[Zope-CMF] Re: Five's local sitemanager, CMF, etc

Philipp von Weitershausen philipp at weitershausen.de
Mon Feb 26 18:06:10 EST 2007

On 26 Feb 2007, at 23:48 , Tres Seaver wrote:
>> I nowhere said anything about deprecation. All meant was to  
>> discourage
>> relying on acquisition when developing new tools. I think that  
>> deserves
>> a comment (I suggested nothing more). No deprecation warning or  
>> anything
>> necessary;.
> OK.  I do think we need to have some resistance to the "Zope2 is evil,
> Zope3 is wonderful" fundamentalism which sometimes shows up around  
> here.
>  Frankly, Zope3 *is* a cool library, but it does not address a  
> number of
> the scenarios Zope2 does, and maybe never will.

Yes. Zope 3 is can be seen as a set of libraries -- and a number of  

As far as acquisition (the concept) is concerned, I think the common  
perception is that Acquisition (the Zope 2 package) introduces pains,  
magic and unpredictability, whereas the way acquisition is  
implemented in Zope 3 (discrete places called sites from which you  
can acquire things after registering things explicitly) is a cleaner  
and more predictable concept.

I see this whole effort (making CMF tools available as utilities,  
etc.) a way to move from Acquisition (the Zope 2 package) to a better  
form of acquisition (using the Zope 3 Component Architecture). Such a  
process needs to be accompanied by clear statements what's encouraged  
and what's discouraged. That doesn't mean that the old way is "evil",  
but we can certainly give a clear recommandation as to what's better  
(not necessarily "wonderful" but better).

>>>> To get to the portal root / CMF site, I suggest a pattern that is
>>>> sometimes used in Zope3: We register the CMF site object as a  
>>>> utility
>>>> providing ICMFSite (or whatever). Then whichever code that's  
>>>> executed
>>>> below the portal (and that includes CMF tools) can do
>>>> getUtility(ICMFSite) to get to the site.
>>>> Adapters and subscription adapters should not be acquisition  
>>>> wrapped.
>>> They darn well better be able to get a wrapped context (which  
>>> means that
>>> the event *must* have a wrapped attribute) or they will be less than
>>> useless.
>> That's something else. Adapters and subscription adapters will get
>> whatever they are looked up with. If that's wrapped, fine. E.g. if  
>> you
>> do IWhatever(obj) and you got obj thru acquisition, then the  
>> IWhatever
>> adapter will see obj with all its acquisition glory. But The adapter
>> objects themselves shouldn't be wrapped. It would break, say, views
>> which happen to be adapters.
> I'll note that five views are already required to be acquisition  
> wrapped
> if they use any objects protected by Zope2 security machinery.

Yes, but their wrapping is a detail of the traversal and security  
machinery. Hence it happens during traversal, not during component  

>> Note that subscription adapters != subscribers. Subscribers don't  
>> return
>> objects upon lookup, they're just executed. Subscription adapters are
>> more like adapters.
> I don't know of such a distinction.  Please explain how one  
> registers a
> "subscription adapter".


More on subscribers vs. subscription adapters:

* "Subscribers" are the event subscribers we know: simple callables.  
They don't return anything (well, they return None :)), hence there's  
nothing to wrap or anything.

* "Subscription adapters" are like regular adapters (and they are  
implemented exactly like a regular adapter).
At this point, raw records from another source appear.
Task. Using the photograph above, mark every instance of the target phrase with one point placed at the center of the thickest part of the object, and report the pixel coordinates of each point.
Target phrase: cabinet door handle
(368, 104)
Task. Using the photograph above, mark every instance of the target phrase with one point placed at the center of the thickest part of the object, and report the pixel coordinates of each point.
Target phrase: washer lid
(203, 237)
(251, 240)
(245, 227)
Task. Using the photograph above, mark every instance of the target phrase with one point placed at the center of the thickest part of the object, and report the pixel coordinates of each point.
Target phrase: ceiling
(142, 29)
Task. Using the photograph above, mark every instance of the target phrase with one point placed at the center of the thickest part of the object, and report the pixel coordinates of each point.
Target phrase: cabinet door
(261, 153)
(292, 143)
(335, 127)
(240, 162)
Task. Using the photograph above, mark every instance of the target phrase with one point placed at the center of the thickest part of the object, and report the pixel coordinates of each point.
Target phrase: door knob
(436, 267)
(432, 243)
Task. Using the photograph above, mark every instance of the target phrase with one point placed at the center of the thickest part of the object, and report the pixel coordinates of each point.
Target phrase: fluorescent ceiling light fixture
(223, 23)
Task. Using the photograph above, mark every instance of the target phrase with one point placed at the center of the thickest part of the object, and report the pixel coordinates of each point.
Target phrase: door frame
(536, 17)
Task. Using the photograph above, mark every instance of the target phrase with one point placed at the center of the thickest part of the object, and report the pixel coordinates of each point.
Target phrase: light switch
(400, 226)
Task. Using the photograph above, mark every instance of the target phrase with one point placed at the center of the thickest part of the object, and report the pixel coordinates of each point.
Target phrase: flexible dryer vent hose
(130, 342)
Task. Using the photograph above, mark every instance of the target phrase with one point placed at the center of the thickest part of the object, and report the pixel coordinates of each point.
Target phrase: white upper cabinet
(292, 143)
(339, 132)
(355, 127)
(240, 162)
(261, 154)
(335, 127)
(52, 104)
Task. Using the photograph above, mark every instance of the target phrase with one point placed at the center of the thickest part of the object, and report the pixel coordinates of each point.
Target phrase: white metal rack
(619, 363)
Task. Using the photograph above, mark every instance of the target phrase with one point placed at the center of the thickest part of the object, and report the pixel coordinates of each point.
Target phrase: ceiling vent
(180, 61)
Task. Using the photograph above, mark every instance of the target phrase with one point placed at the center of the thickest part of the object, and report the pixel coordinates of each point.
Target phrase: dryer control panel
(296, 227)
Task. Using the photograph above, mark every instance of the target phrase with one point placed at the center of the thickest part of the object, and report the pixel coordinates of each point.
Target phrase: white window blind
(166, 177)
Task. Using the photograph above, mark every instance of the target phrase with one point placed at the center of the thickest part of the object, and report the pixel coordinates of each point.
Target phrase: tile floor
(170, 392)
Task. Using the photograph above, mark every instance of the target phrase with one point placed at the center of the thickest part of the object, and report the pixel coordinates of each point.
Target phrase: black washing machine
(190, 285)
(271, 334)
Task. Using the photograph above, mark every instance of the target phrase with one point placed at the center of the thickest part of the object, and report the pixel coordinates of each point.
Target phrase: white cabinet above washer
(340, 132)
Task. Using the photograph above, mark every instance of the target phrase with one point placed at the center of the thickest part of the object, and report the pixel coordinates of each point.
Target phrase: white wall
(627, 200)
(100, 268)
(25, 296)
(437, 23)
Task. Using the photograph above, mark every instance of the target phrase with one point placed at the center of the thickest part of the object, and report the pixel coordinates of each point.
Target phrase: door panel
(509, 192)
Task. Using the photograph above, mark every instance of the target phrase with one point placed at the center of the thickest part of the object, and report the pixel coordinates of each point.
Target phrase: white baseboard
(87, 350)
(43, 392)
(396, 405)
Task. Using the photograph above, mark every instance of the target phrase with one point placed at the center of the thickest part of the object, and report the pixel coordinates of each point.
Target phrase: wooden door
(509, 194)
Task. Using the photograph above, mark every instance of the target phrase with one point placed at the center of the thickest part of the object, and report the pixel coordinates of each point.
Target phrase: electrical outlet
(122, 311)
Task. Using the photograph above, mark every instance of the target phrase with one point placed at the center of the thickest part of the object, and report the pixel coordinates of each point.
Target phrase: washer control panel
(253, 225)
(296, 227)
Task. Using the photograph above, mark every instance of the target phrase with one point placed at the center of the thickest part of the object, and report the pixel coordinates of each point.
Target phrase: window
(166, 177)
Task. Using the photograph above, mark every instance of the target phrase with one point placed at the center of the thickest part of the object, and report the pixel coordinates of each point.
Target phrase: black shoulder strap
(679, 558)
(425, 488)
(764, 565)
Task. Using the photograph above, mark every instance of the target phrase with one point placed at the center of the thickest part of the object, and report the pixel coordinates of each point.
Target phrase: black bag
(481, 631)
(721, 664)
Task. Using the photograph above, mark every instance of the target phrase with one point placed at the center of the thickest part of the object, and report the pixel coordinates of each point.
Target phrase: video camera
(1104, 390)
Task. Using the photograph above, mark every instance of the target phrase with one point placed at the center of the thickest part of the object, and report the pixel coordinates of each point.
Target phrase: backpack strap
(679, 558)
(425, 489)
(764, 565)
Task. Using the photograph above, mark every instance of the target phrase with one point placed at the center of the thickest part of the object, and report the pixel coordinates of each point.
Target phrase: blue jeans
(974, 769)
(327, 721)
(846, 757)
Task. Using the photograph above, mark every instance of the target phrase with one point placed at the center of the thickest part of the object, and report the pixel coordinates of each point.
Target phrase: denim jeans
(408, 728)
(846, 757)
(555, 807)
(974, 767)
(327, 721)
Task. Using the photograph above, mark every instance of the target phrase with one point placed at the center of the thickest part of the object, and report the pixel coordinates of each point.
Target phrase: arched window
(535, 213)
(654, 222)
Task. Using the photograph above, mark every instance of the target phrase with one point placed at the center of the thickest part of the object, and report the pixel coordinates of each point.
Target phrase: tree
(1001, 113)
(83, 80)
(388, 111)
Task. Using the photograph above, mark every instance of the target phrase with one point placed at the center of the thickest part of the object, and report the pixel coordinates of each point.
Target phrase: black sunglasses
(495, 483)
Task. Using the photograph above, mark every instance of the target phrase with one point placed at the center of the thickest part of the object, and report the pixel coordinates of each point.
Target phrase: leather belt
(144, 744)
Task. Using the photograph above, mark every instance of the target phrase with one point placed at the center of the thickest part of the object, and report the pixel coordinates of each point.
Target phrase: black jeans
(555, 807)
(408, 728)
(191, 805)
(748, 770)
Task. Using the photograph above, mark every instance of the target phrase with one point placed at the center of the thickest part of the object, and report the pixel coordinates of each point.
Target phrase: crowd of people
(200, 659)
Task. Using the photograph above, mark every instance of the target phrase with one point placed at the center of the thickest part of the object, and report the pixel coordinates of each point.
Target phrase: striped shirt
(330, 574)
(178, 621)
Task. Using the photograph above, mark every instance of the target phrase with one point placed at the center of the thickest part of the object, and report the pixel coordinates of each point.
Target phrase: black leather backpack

The difference is in the  
lookup. Instead of getting exactly 0 or 1 adapter in the adaption,  
you get n adapters (where n=0,1,2,3...) with subscription adapters.  
Basically, instead of finding the most specific adapter, subscription  
adapters will return *all* applicable adapters. So their lookup is a  
bit like the one of subscribers, hence the name.